The team also found four other new frog species, six species of fish, 12 dung beetles and a new species of ant.
The discovery of so many species outside the insect realm is considered extraordinary and underlined the need to survey little-known regions, said Leeanne Alonso of Conservation International, which led the 13-strong group of scientists which found the new species.
"When you go to these places that are so unexplored and so remote, we do tend to find new species... but most of them are insects," she said.
"What's really exciting here is we found a lot of new species of frogs and fish as well."
The previously unknown creatures were discovered in the Nassau plateau and Lely Mountains region about 80 miles southeast of Paramaribo, the capital of Suriname. It included areas with enough clean fresh water sources to support abundant fish and amphibians.
Suriname and its neighbours Guyana, French Guiana and northern Brazil, on the Guayana Shield are home to the largest expanse of undisturbed tropical rain forest on the planet. Nearly 20 per cent of the world's water runs through the region.
They also found 27 species native to the Guayana Shield region.

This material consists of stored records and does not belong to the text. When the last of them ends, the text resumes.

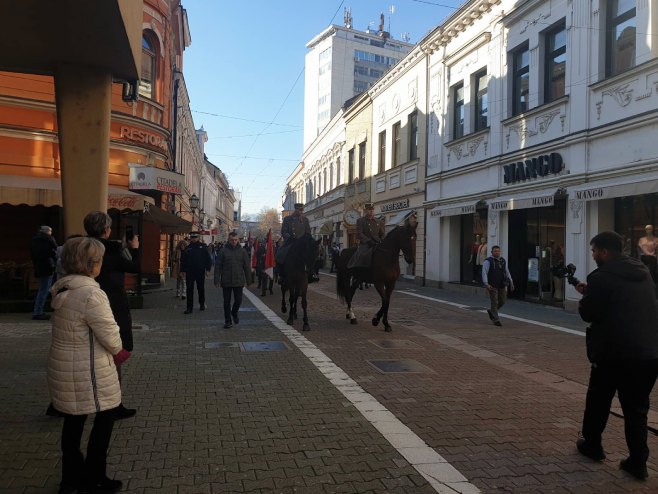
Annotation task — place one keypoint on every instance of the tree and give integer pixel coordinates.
(268, 218)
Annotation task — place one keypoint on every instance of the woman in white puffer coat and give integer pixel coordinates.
(82, 377)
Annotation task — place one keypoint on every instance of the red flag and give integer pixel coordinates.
(269, 256)
(254, 254)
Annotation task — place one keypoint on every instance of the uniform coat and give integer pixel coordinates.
(82, 377)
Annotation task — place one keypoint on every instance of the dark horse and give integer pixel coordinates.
(384, 272)
(300, 258)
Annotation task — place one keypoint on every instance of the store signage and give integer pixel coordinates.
(540, 166)
(394, 206)
(151, 178)
(142, 137)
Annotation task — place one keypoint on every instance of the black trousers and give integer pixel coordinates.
(200, 280)
(633, 381)
(75, 469)
(236, 292)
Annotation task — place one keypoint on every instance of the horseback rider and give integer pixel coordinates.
(293, 227)
(370, 232)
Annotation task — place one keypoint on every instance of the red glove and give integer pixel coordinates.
(121, 357)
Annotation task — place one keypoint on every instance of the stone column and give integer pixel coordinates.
(84, 97)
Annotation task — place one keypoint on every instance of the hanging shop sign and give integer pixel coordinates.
(150, 178)
(540, 166)
(394, 206)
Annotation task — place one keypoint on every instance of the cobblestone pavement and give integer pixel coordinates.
(264, 408)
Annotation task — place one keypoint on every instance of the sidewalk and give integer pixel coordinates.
(444, 403)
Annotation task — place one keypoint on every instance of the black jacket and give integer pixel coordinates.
(620, 304)
(44, 254)
(196, 259)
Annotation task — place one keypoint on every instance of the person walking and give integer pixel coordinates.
(619, 302)
(119, 258)
(196, 263)
(82, 377)
(497, 279)
(44, 258)
(232, 273)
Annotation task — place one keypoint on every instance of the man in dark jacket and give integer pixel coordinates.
(196, 262)
(619, 302)
(44, 259)
(232, 273)
(117, 261)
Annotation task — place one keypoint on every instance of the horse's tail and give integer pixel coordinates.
(342, 275)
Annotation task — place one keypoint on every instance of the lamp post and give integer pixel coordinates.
(194, 205)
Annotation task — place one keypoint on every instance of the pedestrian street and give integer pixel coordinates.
(446, 402)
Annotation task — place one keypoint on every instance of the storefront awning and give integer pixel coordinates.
(608, 189)
(33, 191)
(525, 200)
(454, 209)
(168, 223)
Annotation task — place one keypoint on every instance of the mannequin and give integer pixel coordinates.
(646, 249)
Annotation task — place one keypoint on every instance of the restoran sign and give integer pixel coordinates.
(150, 178)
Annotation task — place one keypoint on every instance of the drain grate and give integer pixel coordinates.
(396, 344)
(399, 366)
(263, 346)
(221, 344)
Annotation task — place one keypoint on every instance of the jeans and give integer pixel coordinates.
(633, 381)
(75, 469)
(236, 291)
(44, 285)
(498, 297)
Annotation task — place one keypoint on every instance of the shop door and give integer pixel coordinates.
(536, 246)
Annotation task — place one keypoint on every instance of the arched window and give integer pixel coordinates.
(149, 66)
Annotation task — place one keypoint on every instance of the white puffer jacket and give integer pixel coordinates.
(82, 377)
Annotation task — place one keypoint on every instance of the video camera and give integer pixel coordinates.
(562, 271)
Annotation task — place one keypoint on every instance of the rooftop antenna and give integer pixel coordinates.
(347, 17)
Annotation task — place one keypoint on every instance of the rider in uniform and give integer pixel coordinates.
(370, 233)
(293, 227)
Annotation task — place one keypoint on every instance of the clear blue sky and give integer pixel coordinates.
(244, 75)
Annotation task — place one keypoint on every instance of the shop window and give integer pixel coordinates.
(620, 36)
(458, 111)
(480, 87)
(556, 63)
(382, 152)
(397, 141)
(149, 66)
(520, 79)
(413, 136)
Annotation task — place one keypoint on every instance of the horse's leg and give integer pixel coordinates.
(350, 295)
(386, 304)
(305, 327)
(380, 289)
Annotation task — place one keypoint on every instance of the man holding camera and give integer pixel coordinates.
(619, 302)
(496, 278)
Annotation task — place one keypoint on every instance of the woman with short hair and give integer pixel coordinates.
(82, 376)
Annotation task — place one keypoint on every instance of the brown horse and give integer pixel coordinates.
(384, 272)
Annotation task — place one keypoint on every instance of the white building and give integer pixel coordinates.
(342, 62)
(543, 117)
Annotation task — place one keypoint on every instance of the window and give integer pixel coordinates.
(556, 63)
(149, 67)
(397, 137)
(620, 36)
(382, 152)
(413, 136)
(362, 160)
(480, 83)
(521, 79)
(458, 111)
(350, 166)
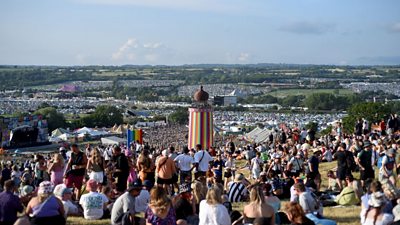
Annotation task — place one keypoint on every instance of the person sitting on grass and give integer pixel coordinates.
(93, 203)
(375, 214)
(65, 195)
(295, 214)
(348, 196)
(333, 185)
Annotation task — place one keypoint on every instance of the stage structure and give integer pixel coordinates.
(23, 131)
(201, 125)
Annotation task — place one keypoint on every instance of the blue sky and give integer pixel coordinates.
(175, 32)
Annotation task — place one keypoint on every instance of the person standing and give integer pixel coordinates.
(46, 208)
(313, 168)
(96, 166)
(76, 169)
(56, 168)
(165, 168)
(212, 211)
(93, 203)
(342, 168)
(10, 204)
(202, 161)
(184, 164)
(125, 205)
(364, 160)
(121, 171)
(388, 165)
(5, 173)
(256, 166)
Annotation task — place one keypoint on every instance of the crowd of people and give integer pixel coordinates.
(147, 184)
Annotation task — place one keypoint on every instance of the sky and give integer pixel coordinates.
(177, 32)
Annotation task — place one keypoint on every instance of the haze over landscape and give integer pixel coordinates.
(175, 32)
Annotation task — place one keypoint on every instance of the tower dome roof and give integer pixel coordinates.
(201, 95)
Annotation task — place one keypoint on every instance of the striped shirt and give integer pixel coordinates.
(236, 191)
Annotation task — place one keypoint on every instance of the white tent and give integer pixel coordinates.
(66, 137)
(93, 133)
(258, 135)
(112, 140)
(84, 130)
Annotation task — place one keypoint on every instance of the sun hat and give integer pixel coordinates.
(147, 184)
(184, 188)
(26, 190)
(377, 199)
(91, 185)
(45, 188)
(165, 152)
(391, 151)
(316, 150)
(239, 177)
(137, 185)
(396, 213)
(61, 189)
(298, 180)
(366, 143)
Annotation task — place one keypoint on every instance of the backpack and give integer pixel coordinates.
(350, 162)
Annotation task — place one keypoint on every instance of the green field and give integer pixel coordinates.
(287, 92)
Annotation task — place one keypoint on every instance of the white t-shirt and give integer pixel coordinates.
(205, 161)
(107, 154)
(93, 204)
(213, 214)
(184, 162)
(386, 219)
(142, 200)
(256, 164)
(123, 204)
(70, 208)
(297, 163)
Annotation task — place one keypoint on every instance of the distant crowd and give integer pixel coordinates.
(154, 184)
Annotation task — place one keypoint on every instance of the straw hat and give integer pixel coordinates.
(377, 199)
(239, 177)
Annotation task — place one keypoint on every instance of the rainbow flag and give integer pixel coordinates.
(134, 135)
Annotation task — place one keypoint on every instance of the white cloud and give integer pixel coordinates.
(133, 51)
(80, 58)
(243, 57)
(151, 57)
(306, 27)
(395, 27)
(121, 53)
(153, 45)
(194, 5)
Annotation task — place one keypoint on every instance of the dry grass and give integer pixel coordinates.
(343, 216)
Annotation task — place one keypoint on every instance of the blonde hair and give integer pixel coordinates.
(213, 196)
(42, 197)
(96, 157)
(58, 159)
(159, 201)
(199, 192)
(257, 195)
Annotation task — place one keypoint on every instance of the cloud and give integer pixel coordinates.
(378, 60)
(395, 28)
(135, 52)
(305, 27)
(80, 58)
(243, 57)
(153, 45)
(151, 57)
(130, 43)
(193, 5)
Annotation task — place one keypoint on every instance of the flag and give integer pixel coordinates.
(134, 135)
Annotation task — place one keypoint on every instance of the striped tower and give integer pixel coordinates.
(201, 125)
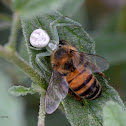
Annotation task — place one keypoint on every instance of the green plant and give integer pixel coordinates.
(77, 115)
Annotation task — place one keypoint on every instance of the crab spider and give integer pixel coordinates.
(50, 45)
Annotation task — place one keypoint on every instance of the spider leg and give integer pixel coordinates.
(41, 62)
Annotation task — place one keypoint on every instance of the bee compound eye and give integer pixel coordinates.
(39, 38)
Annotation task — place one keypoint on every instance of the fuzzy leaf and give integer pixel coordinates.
(114, 46)
(20, 90)
(114, 115)
(71, 7)
(32, 7)
(77, 115)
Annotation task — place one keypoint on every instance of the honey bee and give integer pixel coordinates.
(73, 69)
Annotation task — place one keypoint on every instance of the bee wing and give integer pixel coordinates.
(93, 62)
(56, 91)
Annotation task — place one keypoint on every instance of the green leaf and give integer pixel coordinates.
(91, 114)
(11, 108)
(20, 90)
(114, 115)
(71, 7)
(33, 7)
(114, 46)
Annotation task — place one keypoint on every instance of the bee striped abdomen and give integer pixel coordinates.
(84, 84)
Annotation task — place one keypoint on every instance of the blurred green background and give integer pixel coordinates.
(104, 20)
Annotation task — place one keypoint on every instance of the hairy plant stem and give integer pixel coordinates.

One was the rare armoured catfish, (Harttiella crassicauda) which conservationists feared was extinct after gold miners contaminated a creek where it was last seen 50 years ago.
The results of a 2005 expedition confirmed in a 2006 follow-up survey were revealed yesterday.
Including the new species, the scientists observed a total of 467 species at two sites, ranging from large cats like panthers and pumas, to monkeys, reptiles, bats and insects.
"This is a totally unexplored area: lots of new species, with many more still to be found, Our study will be a vital component in determining how to promote economic development while protecting the nation's most valuable natural assets," said Leeanne Alonso.
While the places are remote and far from human civilization, they are totally unprotected and Suriname's pristine forests are increasingly threatened by small-scale, illegal gold mining. If the mining is uncontrolled it can damage fragile ecosystems by degrading water quality within the region's extensive system of rivers, streams, and reservoirs.
"Where current economic imperatives dictate mining, our responsibility is to ensure that operations are kept within the bounds of our benchmarks," says Conservation International's Suriname Executive Director Ambassador Willem Udenhout.
The expedition which found the new species was sponsored by two mining companies in partnership with Conservation International. They have agreed to fund follow up research aimed at protecting Suriname's rich diversity.